Perella Weinberg Partners

09/10/2024 | Press release | Distributed by Public on 09/10/2024 04:01

Private Placement Form 8 K

Item 3.02 Unregistered Sales of Equity Securities
On September 6, 2024, Perella Weinberg Partners (the "Company") issued 2,121,609 shares of its Class A common stock in exchange for 2,119,490 Class A partnership units of PWP Holdings LP ("PWP OpCo") and 2,119,490 shares of Class B common stock of the Company that were held by certain limited partners of PWP OpCo pursuant to the Amended and Restated Limited Partnership Agreement of PWP OpCo (The "PWP OpCo LPA").
Pursuant to the terms of the PWP OpCo LPA, and subject to the exchange procedures and restrictions set forth therein and any other procedures or restrictions imposed by the Company, holders of Class A partnership units of PWP OpCo (other than the Company) may exchange these units for (i) shares of Class A common stock of the Company on a one-for-one basis (subject to customary conversion rate adjustments for stock splits, stock dividends and reclassifications), (ii) cash from an offering of shares of Class A common stock of the Company (based on the net proceeds received by the Company for such shares in such offering), or (iii) cash from any other source. Simultaneously with an exchange by a PWP OpCo unitholder who holds shares of Class B common stock of the Company, a number of shares of Class B common stock held by such unitholder equal to the number of Class A partnership units of PWP OpCo exchanged by such unitholder will be automatically converted into shares of Class A common stock or cash, which will be delivered to the exchanging holder at a conversion rate of 1:1000 (or 0.001).

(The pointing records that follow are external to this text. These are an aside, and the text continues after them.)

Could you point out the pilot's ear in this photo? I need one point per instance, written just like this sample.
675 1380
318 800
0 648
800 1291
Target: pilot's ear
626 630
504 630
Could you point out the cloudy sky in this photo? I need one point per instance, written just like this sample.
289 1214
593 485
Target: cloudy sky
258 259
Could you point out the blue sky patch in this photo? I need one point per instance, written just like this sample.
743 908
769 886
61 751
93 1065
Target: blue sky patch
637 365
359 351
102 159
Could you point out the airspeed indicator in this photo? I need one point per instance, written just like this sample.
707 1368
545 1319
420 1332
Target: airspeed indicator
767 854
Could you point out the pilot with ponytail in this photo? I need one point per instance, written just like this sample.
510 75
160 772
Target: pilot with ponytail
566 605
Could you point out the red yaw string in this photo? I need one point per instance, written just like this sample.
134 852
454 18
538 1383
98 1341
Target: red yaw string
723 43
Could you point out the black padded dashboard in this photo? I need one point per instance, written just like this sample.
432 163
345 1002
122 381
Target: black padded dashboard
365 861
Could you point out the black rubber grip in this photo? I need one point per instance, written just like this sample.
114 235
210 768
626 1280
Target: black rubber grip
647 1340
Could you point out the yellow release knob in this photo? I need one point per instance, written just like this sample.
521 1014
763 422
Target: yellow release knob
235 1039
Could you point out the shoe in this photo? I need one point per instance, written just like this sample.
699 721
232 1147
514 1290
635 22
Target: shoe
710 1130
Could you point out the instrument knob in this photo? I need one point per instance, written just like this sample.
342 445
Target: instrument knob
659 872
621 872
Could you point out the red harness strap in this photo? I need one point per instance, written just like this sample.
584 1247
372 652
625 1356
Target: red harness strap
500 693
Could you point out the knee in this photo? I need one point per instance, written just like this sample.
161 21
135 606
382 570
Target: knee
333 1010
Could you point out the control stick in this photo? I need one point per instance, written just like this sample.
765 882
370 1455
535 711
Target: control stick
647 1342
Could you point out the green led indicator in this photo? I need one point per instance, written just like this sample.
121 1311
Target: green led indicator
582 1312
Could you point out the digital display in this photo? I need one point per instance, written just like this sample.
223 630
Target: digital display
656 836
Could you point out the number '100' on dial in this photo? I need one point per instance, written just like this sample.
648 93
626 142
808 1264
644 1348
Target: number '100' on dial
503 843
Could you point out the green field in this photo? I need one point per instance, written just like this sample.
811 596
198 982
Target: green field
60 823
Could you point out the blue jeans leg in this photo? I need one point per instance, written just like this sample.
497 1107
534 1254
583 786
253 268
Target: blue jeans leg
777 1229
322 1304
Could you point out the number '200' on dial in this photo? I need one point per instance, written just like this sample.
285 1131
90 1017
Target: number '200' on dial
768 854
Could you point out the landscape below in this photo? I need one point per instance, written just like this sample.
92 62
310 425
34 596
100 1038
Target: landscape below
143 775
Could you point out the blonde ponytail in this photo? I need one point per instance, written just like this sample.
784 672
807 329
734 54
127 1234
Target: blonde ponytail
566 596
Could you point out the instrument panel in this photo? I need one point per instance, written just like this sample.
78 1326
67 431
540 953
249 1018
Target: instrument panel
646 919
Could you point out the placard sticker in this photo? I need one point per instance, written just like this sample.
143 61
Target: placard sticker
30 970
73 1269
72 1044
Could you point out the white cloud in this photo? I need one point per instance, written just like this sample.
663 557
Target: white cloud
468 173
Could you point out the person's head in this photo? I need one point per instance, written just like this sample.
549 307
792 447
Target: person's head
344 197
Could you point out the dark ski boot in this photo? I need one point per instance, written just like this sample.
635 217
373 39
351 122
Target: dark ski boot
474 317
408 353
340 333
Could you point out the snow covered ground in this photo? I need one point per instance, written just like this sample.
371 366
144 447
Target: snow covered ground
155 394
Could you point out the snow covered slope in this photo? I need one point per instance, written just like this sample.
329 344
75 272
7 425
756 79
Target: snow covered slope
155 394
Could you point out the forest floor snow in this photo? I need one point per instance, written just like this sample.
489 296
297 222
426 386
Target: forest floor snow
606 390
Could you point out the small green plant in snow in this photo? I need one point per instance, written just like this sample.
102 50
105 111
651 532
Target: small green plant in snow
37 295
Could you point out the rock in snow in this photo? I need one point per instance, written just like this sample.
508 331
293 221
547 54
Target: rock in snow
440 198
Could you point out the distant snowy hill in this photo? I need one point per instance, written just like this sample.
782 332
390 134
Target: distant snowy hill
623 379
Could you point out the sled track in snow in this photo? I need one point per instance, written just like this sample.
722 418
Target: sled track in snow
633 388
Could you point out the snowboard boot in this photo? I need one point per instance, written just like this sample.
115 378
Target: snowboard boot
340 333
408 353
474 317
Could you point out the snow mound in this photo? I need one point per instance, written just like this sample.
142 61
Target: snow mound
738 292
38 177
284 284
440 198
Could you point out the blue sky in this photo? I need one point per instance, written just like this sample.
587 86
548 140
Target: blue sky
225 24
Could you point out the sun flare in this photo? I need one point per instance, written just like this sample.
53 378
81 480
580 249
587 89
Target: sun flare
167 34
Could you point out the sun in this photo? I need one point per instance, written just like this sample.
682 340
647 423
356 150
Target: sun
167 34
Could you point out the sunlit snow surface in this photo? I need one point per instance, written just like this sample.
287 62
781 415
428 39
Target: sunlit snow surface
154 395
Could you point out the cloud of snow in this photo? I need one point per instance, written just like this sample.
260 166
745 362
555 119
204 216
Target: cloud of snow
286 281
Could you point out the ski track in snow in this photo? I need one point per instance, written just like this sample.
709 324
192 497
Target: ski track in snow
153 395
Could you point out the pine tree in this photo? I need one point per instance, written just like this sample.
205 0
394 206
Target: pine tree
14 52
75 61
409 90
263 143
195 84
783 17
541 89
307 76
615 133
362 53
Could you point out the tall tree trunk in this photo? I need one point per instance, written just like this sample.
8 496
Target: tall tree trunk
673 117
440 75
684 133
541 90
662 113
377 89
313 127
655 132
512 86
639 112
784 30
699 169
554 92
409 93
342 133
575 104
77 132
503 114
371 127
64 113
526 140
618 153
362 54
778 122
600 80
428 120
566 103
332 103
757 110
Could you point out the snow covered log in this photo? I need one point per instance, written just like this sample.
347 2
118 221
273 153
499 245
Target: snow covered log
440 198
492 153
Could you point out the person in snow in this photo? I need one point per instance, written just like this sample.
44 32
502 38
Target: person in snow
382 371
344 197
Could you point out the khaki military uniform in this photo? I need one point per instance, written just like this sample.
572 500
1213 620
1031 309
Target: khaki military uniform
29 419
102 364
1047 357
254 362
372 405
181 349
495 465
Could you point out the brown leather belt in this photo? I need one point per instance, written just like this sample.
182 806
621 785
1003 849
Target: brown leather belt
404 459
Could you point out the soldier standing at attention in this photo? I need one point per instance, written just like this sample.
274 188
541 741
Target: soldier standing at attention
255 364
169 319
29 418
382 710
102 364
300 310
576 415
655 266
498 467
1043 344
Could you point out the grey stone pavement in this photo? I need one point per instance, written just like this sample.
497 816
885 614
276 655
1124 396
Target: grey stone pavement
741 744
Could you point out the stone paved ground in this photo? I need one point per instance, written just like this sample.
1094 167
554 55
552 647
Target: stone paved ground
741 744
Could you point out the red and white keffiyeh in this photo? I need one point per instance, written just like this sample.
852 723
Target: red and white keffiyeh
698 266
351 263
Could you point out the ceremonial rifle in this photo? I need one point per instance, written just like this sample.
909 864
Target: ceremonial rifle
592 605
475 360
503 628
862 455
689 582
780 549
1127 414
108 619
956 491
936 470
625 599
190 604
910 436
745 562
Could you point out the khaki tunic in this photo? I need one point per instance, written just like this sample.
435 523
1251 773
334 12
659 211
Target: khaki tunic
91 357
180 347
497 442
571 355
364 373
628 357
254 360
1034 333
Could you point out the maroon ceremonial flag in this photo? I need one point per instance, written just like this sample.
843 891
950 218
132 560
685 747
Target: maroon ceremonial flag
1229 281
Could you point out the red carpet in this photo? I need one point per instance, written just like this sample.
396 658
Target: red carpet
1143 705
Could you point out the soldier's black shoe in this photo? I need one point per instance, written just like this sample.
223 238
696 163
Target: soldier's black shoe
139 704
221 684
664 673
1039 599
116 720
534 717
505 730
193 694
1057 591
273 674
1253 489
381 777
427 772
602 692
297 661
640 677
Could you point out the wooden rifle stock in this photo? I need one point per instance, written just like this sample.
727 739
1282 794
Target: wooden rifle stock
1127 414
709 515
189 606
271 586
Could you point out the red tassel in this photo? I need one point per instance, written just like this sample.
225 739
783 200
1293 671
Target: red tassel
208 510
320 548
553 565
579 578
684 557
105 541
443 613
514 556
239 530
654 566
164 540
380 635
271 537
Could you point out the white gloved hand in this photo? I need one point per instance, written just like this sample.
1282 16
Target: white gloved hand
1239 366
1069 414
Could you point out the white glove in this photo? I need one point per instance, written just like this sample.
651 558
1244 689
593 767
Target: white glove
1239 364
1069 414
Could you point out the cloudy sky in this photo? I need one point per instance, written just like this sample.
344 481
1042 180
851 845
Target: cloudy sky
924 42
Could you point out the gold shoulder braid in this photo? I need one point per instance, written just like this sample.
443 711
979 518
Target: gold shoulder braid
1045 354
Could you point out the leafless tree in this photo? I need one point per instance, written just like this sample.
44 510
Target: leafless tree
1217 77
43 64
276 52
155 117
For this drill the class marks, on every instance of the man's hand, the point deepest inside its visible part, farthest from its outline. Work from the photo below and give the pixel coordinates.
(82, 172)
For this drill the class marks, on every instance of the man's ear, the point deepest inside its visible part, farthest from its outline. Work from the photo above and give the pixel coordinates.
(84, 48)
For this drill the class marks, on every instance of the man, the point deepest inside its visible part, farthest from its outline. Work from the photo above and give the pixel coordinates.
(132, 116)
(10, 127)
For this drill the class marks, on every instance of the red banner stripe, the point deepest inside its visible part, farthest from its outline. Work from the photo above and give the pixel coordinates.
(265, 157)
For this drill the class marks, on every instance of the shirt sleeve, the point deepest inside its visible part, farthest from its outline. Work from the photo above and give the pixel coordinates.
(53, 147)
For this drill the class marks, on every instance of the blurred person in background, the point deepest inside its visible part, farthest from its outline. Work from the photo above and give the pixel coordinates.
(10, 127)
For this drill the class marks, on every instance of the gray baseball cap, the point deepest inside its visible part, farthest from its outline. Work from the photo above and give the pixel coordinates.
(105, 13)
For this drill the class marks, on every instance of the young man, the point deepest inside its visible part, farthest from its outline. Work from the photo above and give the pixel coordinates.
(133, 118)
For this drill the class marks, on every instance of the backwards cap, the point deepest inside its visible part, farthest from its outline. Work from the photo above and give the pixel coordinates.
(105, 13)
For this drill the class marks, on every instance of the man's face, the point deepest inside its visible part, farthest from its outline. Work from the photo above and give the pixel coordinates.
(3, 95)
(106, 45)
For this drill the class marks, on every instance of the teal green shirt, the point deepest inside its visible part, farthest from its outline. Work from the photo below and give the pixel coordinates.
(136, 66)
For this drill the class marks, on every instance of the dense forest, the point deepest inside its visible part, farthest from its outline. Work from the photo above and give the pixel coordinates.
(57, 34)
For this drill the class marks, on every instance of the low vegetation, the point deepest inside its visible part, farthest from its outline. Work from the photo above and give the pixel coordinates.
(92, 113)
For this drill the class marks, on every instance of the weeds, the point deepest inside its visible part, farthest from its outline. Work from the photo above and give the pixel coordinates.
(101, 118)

Whether the exchanging PWP OpCo unitholder receives cash or Class A common stock in exchange for their Class A partnership units and Class B common stock is at the Company's option.
The shares of Class A common stock were issued in reliance on an exemption from registration under Section 4(a)(2) of the Securities Act of 1933, as amended, as a transaction by an issuer not involving a public offering without any form of general solicitation or general advertising.